This dish is great for any meal — breakfast, lunch, or dinner — and as good cold as it is hot! You can make this with freshly cooked rice, but we don’t recommend it — it’s best if the rice is at least a day old, since drier rice fries better. If you want to make it with more eggs, double the eggs or add a fried egg on top. You can also add chopped fresh basil or cilantro leaves at the end.
Sharp knife (adult needed)
Wooden spoon or heatproof spatula
- 1 tablespoon toasted sesame oil
- 3 scallions, whites and greens chopped and kept separate
- 2 celery ribs, including the leaves, chopped (don’t worry if you don’t have the leaves)
- 2 cups sliced or diced vegetables, especially bell peppers, zucchini, bok choy, or mushrooms
- 3 cups leftover (ideally day-old) cooked brown rice
- 1 teaspoon vegetable oil
- 2 large eggs, beaten
- 1⁄2 cup frozen peas (still frozen)
- 1 1⁄2 tablespoons unseasoned rice vinegar (or 1 tablespoon white vinegar)
- 2 tablespoons low-sodium soy sauce
- 1 tablespoon sesame seeds
- 1⁄4 teaspoon crushed red pepper flakes (if you like)

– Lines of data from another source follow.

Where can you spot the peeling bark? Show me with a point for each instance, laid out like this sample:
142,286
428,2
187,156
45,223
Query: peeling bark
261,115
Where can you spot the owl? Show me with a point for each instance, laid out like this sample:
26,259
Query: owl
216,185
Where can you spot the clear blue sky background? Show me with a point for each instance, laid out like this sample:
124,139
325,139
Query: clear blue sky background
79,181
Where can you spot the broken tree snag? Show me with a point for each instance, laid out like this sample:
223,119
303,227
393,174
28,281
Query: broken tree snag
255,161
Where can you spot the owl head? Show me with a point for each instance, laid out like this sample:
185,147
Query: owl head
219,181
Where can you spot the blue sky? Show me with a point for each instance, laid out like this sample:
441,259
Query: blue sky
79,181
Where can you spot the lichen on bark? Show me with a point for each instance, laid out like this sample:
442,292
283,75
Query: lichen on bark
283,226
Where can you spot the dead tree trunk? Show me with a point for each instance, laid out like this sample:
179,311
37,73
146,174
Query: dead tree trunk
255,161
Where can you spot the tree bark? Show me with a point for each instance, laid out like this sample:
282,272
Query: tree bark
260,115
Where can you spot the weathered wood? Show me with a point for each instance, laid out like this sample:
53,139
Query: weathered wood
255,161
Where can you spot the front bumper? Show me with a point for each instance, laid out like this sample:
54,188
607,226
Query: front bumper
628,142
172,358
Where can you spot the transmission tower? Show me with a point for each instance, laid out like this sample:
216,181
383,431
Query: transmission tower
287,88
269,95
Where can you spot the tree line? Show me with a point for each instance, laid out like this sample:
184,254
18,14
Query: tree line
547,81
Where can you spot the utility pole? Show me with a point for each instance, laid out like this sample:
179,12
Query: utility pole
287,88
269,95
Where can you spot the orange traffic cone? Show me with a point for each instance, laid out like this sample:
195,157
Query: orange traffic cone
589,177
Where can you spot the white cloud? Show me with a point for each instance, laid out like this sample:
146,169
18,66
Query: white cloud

Put the skillet on the stove and turn the heat to medium high. When the skillet is hot (a drop of water should immediately sizzle and evaporate on its surface), add the sesame oil, scallion whites, celery, and other vegetables and cook, stirring once, until it starts to brown, 3-5 minutes.

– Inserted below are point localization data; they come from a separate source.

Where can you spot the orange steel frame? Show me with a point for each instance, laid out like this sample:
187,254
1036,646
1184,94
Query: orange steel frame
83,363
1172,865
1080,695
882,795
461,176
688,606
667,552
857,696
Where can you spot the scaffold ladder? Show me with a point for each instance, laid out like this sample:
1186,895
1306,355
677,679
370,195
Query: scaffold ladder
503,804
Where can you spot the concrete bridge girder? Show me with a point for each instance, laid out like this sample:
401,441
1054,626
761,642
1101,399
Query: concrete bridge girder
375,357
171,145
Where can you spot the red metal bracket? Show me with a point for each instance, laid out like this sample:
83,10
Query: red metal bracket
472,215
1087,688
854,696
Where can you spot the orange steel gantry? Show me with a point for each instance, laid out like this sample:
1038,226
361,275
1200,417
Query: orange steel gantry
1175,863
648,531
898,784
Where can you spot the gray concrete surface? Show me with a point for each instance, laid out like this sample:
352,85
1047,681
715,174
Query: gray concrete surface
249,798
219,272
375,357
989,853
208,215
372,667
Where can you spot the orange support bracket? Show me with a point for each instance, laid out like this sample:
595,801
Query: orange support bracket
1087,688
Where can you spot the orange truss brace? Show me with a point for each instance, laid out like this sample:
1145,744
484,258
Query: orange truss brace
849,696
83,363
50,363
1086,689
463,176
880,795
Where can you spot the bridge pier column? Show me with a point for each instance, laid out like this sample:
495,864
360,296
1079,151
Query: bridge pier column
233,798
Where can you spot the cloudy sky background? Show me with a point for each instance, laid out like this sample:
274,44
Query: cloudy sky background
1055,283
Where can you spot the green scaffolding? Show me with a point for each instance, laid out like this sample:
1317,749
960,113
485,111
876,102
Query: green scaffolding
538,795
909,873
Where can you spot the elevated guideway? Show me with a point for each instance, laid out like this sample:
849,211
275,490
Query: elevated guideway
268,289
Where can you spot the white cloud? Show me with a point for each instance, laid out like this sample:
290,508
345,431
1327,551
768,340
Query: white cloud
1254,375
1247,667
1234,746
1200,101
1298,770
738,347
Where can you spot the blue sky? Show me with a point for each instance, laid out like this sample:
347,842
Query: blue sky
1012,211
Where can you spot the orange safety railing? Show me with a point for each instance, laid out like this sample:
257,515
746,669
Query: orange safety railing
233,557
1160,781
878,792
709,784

Add the rice and stir until everything is well mixed and heated throughout.
Push the rice to one side of the skillet and add the vegetable oil. When the oil is hot, add the eggs and cook until set, scrambling as you go. Mix the eggs into the rice.
Add the scallion greens, peas, vinegar, soy sauce, sesame seeds, and red pepper flakes, if using, and mix well. Now taste the fried rice. Does it need another tiny splash of soy sauce? If so, add it and taste again. Serve right away.